Statistical curriculum learning: An elimination algorithm achieving an oracle risk
Omer Cohen, Ron Meir, Nir Weinberger
TL;DR
The paper studies statistical curriculum learning in a parametric mean-estimation setting with a target task and multiple source tasks differing in similarity $Q_t$ and noise variance $\sigma_t^2$. It introduces an adaptive, multi-round source-elimination CL algorithm that prunes sources based on estimated similarity and a quantified elimination curve, achieving weak-oracle–level risk after $O( ext{log}T)$ rounds and, in the single-source case, matching the strong-oracle rate. The work presents two minimax lower bounds under localized problem instances, discusses the challenges of constructing homogeneous instance sets, and identifies regimes where the weak oracle is minimax optimal (notably $T\le 2$); it also extends the framework to unknown variances/covariances and supports empirical validation. Overall, the results provide a principled, theoretically grounded approach to curriculum design in statistical learning with multiple sources, highlighting when adaptive sampling yields optimal or near-optimal risk. The findings have implications for transfer/meta-learning and structured CL in high-dimensional parametric settings.
Abstract
We consider a statistical version of curriculum learning (CL) in a parametric prediction setting. The learner is required to estimate a target parameter vector, and can adaptively collect samples from either the target model, or other source models that are similar to the target model, but less noisy.
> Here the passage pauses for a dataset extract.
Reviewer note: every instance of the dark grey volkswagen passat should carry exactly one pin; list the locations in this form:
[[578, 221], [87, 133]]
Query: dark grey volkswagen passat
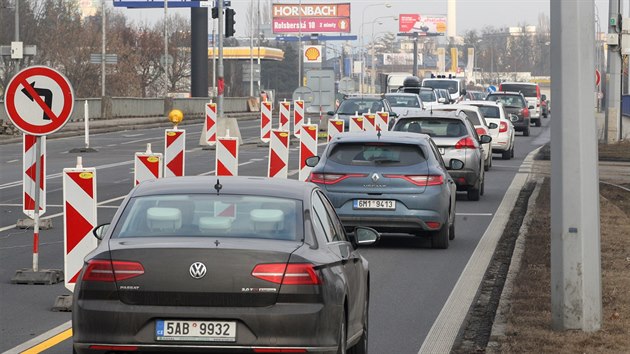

We consider three types of learners, depending on the level of side-information they receive. The first two, referred to as strong/weak-oracle learners, receive high/low degrees of information about the models, and use these to learn. The third, a fully adaptive learner, estimates the target parameter vector without any prior information. In the single source case, we propose an elimination learning method, whose risk matches that of a strong-oracle learner. In the multiple source case, we advocate that the risk of the weak-oracle learner is a realistic benchmark for the risk of adaptive learners. We develop an adaptive multiple elimination-rounds CL algorithm, and characterize instance-dependent conditions for its risk to match that of the weak-oracle learner. We consider instance-dependent minimax lower bounds, and discuss the challenges associated with defining the class of instances for the bound. We derive two minimax lower bounds, and determine the conditions under which the performance weak-oracle learner is minimax optimal.